Bianco come la luce, silenzio positivo di nascita o ri-nascita, nero come la quiete immobile. Genesi e declino, poli dell’esistenza, tensioni, propulsioni, è quanto emerge dalle opere di Romà, che simboleggiano l’equilibrio nonostante la precarietà racchiudendo la metafora dell’esistere che si modifica costantemen-te, ad ogni istante, virando come le modulazioni dei suoni, dall’ardire al silenzio. Onde sinuose di contrasti e materia che si rincorrono costantemente in infinite variazioni, come la luce e l’ombra.
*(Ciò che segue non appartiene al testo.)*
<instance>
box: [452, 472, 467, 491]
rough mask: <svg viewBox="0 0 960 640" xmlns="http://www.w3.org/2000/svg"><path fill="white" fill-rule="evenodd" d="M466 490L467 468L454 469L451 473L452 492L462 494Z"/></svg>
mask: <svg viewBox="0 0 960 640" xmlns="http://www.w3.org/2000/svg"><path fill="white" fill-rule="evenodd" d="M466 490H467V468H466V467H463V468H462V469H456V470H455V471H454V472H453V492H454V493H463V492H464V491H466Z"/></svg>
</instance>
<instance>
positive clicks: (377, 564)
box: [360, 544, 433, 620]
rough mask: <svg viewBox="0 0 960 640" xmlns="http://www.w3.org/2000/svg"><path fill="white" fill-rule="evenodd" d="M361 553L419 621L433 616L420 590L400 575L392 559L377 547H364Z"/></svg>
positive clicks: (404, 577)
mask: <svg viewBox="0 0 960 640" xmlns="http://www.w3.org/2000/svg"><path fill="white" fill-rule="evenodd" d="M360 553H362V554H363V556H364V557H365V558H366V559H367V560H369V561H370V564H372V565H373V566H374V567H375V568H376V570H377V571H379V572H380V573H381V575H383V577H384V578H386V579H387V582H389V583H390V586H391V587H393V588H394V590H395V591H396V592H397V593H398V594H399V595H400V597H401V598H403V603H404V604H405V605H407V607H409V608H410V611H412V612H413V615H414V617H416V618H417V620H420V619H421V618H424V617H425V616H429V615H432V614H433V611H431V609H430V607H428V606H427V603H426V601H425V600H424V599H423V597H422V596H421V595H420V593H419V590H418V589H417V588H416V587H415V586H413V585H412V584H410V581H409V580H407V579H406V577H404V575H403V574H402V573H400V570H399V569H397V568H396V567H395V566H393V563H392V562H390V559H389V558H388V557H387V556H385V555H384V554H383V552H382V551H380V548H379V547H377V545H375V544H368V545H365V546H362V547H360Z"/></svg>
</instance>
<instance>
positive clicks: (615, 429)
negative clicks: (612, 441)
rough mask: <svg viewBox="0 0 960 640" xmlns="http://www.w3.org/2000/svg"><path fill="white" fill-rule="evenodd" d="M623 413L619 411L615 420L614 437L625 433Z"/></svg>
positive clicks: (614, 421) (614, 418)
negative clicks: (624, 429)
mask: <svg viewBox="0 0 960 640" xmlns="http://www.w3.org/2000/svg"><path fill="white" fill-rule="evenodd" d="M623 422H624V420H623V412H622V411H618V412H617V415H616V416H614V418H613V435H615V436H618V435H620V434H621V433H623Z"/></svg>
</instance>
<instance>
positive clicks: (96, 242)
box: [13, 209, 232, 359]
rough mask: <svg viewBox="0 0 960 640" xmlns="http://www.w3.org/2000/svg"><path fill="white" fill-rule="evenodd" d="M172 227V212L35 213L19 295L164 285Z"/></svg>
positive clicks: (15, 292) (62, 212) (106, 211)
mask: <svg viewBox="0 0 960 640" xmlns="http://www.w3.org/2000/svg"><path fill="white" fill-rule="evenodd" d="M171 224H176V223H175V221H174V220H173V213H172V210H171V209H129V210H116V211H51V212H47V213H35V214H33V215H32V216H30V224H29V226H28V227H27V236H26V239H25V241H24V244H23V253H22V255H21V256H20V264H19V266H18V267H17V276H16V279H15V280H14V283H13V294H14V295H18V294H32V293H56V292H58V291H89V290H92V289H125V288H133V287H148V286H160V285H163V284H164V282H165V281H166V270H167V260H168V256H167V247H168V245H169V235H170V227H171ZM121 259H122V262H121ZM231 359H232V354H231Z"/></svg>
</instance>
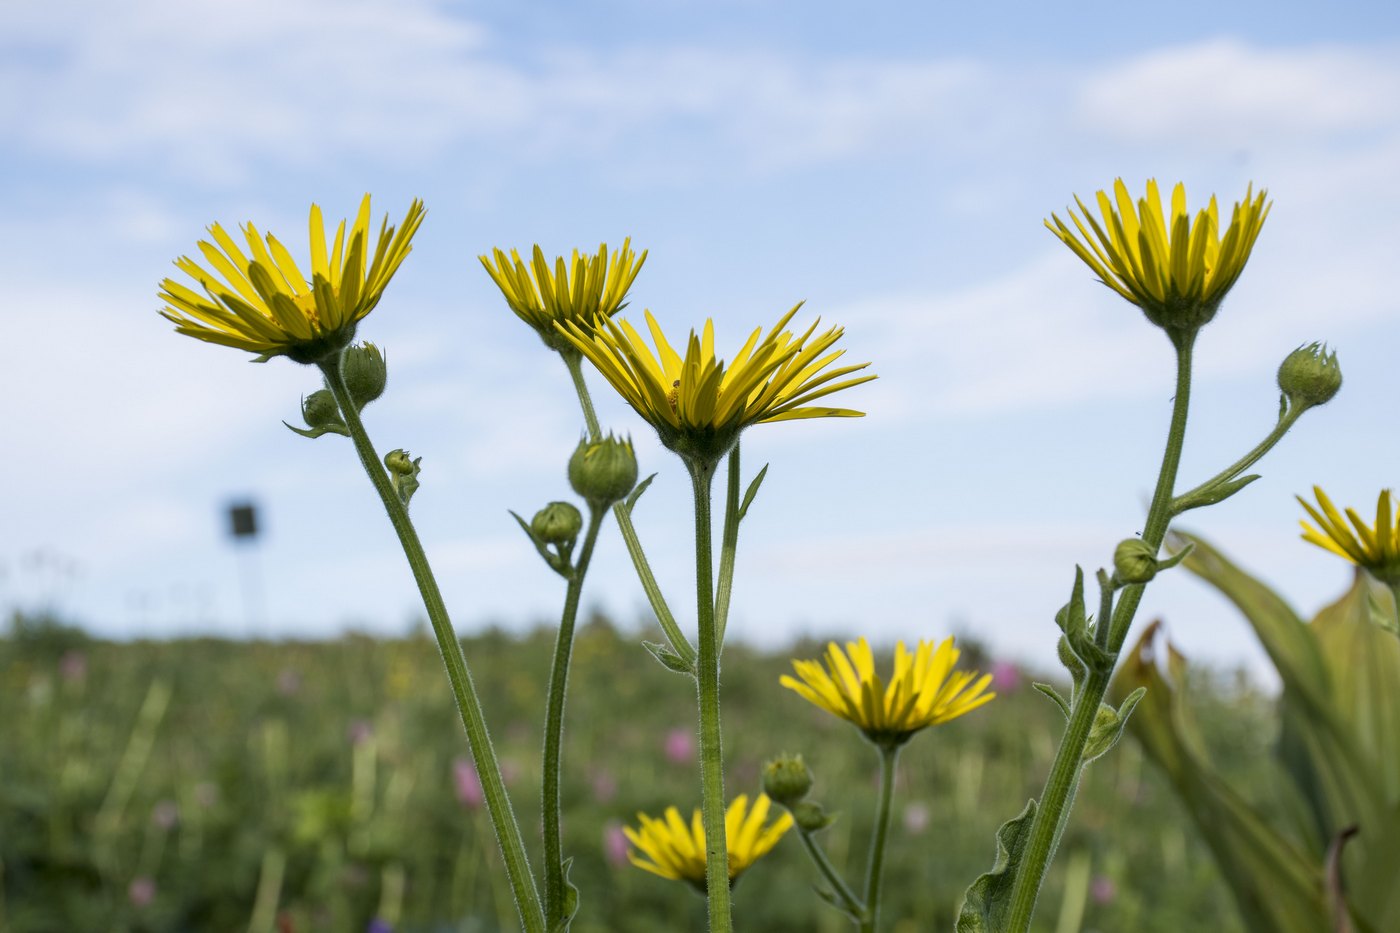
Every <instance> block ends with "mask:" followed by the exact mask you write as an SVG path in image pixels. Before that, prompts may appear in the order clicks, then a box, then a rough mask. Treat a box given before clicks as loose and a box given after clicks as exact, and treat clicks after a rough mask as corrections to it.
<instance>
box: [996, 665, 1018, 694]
mask: <svg viewBox="0 0 1400 933" xmlns="http://www.w3.org/2000/svg"><path fill="white" fill-rule="evenodd" d="M1021 679H1022V675H1021V668H1019V667H1018V665H1016V663H1015V661H997V663H995V664H993V665H991V689H994V691H997V692H998V693H1015V692H1016V691H1018V689H1019V688H1021Z"/></svg>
Ambiziosi cromatismi in eterna opposizione che paiono sottendere lo scorrere del tempo, incarnano il moto perpetuo del divenire, in cui tutto evolve e si trasforma. Opere in grado di destare nel riguardante complessi movimenti interiori che, quasi articolandosi come suoni, si svelano grazie ad una pura geometria estatica e vibrante. Le sue creazioni ottiche sono inoltre caratterizzate dalla straordinaria tridimensionalità resa possibile dall’incursione dei materiali.
Romà è un artista che ha saputo cogliere dal bianco e nero tutte le sue potenzialità scolpendole e plasmandole. Il suo percorso creativo all’insegna dei contrasti inizia attraverso il disegno e la fotografia in bianco e nero per evolversi in quella che potrebbe definirsi, coniando un nuovo termine, “GeOptical Art” o muoversi nell’ambito della “Pitto-Scultura” attraverso l’incursione dei materiali recuperati, objet trouvé, che dinamizzano e rendono tattile il substrato della sua estetica.
Il cammino di Romà tra i sentieri dei contrasti non è abitato soltanto dalla dualità del bianco e nero ma si snoda un altro interessante filone nella serie denominata “Teorema di vita”, che si potrebbe ascrivere al movimento del Neoplasticismo, corrente artistica ispirata ai principi teorici della “plastica pura” formulati da Mondrian e divulgati dalla figura chiave di Theo van Doesburg attraverso la rivista De Stijl. Nelle opere di Romà ascrivibili a tale contesto, riemergono assonanze con Mondrian, connotate però da innovazioni espressive degne di nota. I preludi del movimento neoplastico traevano le radici dal cubismo e dall’astrattismo caratterizzandosi in un nuovo linguaggio espressivo che ricercava l’armonia attraverso le configurazioni geometriche nascenti da incroci di linee, colori primari e “non colori” e in grado di conformarsi in rettangoli campiti da contrasti e cromatismi, quasi fossero finestre che si aprivano su di un mondo nuovo, alla ricerca di un preciso equilibrio tra uomo, ambiente e paesaggio. Nei “teoremi di vita” di Romà l’operato geometrico si fa tuttavia esistenziale, concretizzandosi ulteriormente mediante le incursioni di graffi o di lacerazioni, talvolta evidenziati da colate di colore, quasi fossero percorsi, segni, tracce di esistenza. Fluttuazioni incisive di quel mondo umano così complesso ed articolato, dominato da vittorie e sconfitte, da gioie e sofferenze, da urla e silenzi, il cui eco rimane scolpito oltre ogni configurazione geometrica, sfuggendo a qualsiasi connotazione statica. Perché la vita vera è vivida come un graffio sulla tela.